Segundo ele, ”menos de 20 empresas atuam no ramo dos semicondutores no Brasil, mas as empresas não participam da cadeia completa e cerca de 70% dos insumos são importados”.

"Os semicondutores estão inseridos em absolutamente todos os setores da economia. Antes era somente na indústria eletroeletrônica, mas hoje vemos no setor automotivo, no médico, na segurança, nas telecomunicações e até na agricultura. Tudo hoje depende de semicondutores", disse.

Escassez de semicondutores reduziu produção de veículos

A escassez de chips semicondutores fez as fabricantes automotivas produzirem 10 milhões a menos de veículos em 2021, segundo estimativas da Associação Nacional dos Fabricantes de Veículos Automotores (Anfavea).

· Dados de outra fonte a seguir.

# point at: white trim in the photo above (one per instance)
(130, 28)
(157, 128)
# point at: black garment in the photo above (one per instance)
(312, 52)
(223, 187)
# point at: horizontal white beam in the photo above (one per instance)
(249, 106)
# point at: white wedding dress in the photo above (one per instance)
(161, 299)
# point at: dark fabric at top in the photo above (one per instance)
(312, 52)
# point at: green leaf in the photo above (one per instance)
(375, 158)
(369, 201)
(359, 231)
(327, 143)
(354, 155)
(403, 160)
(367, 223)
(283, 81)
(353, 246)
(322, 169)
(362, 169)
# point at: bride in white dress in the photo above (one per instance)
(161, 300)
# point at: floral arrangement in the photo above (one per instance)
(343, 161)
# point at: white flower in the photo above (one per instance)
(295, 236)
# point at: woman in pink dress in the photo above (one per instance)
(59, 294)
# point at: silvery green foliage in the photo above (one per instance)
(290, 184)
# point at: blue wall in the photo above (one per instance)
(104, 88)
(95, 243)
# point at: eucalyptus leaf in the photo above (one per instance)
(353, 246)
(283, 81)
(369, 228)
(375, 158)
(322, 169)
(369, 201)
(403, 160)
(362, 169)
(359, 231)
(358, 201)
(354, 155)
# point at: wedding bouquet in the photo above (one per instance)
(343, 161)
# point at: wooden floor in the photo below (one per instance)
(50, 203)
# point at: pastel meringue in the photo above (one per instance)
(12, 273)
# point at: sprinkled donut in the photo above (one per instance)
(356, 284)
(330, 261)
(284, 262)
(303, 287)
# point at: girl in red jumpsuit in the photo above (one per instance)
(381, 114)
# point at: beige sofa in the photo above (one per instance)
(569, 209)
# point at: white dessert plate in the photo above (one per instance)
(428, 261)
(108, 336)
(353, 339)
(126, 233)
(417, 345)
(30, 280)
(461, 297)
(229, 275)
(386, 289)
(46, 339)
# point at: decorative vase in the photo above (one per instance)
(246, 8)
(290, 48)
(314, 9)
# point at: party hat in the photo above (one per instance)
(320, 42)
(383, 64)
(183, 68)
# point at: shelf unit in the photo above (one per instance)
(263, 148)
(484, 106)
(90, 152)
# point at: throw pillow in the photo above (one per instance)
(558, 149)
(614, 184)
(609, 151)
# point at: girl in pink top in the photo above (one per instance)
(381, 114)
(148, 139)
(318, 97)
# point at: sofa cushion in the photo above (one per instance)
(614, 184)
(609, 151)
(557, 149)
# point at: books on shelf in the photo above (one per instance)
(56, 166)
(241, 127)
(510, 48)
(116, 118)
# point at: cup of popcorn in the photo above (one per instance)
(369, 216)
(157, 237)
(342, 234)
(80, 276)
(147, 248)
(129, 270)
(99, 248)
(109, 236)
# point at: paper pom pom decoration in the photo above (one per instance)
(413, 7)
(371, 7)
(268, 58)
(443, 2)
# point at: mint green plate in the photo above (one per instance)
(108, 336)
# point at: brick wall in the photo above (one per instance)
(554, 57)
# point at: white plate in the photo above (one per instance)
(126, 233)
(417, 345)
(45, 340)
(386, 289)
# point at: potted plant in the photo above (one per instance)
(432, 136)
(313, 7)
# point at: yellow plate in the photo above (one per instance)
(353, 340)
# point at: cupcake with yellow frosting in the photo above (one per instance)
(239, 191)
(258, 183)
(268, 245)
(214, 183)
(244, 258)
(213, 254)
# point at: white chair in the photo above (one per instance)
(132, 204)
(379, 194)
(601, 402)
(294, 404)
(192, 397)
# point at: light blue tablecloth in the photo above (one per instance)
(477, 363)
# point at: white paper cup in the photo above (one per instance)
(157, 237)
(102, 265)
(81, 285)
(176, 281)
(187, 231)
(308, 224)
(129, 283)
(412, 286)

Só no Brasil, de 300 mil a 350 mil unidades deixaram de ser produzidas pela falta dos componentes.

Este ano, avalia a Anfavea, segundo a Folha, a falta de semicondutores deve persistir e a previsão é que o problema reduza em até 8 milhões a produção de veículos no mundo. A situação só deve se normalizar em 2025, dizem. As estimativas foram feitas em dezembro, portanto, antes da guerra na Ucrânia, que pode agravar a situação.